The U.S. Forest Service plans to hold a series of public meetings in northern Idaho to discuss a draft management plan that will guide decisions for the Panhandle National Forests for the next 10 to 15 years.
Forest Supervisor Mary Farnsworth tells The Spokesman-Review that the plan includes a mix of recreational opportunities and timber sales along with forest restoration and healthy watersheds.
Farnsworth said 40 percent of the 2.5-million-acre forest is within wildland-urban interface areas. That means private residences, municipal watersheds, power lines and other infrastructure that’s adjacent to the forest boundary.
The area has added 100,000 residents since 1987, with many choosing to live along scenic corridors and lakes next to the forest.
“You look at real estate ads these days. They say, ‘Adjacent to national forest lands.’ That’s a selling point for people,” said Farnsworth.

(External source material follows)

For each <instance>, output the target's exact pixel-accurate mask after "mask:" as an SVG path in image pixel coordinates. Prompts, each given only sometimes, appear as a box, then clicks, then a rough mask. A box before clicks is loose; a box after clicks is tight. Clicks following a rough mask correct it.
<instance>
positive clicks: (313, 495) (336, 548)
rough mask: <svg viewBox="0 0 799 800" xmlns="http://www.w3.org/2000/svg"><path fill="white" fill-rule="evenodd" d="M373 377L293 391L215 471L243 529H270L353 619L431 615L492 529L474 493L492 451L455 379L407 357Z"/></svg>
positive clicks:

For forest officials, the increasing human population has ramifications when it comes to fighting wildfires, managing insect outbreaks and planning for recreational use.
“It’s the community’s backyard,” said Linda Clark, a Forest Service planner. “People love their national forest. Everyone has their desire of what the national forest should do for them.”
Forest officials also say the expanding human population affects migrating wildlife, and part of the plan includes goals for keeping people and grizzly bears apart by closing or reducing motorized use in core grizzly areas.
The meetings are set for Jan. 10 in Coeur d’Alene, Jan. 11 in St. Maries, Jan 12 in Smelterville, Jan. 17 in Bonners Ferry, Jan. 19 in Priest Lake, and Jan. 23 in Sandpoint.
Written comments will be accepted for 90 days. Farnsworth said forest officials hope to adopt a new plan by the end of 2012.
“It’s our contract with the public,” said Farnsworth. “It’s how we will manage the public’s lands into the future.”
Some details of the plan include projected annual timber sales of 45 million to 50 million board feet, similar to current harvest levels.
The plan also includes 160,000 acres listed as proposed wilderness areas in case a future Congress opts to designate the land as wilderness. Another 21,400 acres are designated as primitive lands, where timber sales are prohibited, but motorized use and mountain bikes are allowed.
“People want wild lands that they can access,” said Jason Kirchner, a Forest Service spokesman.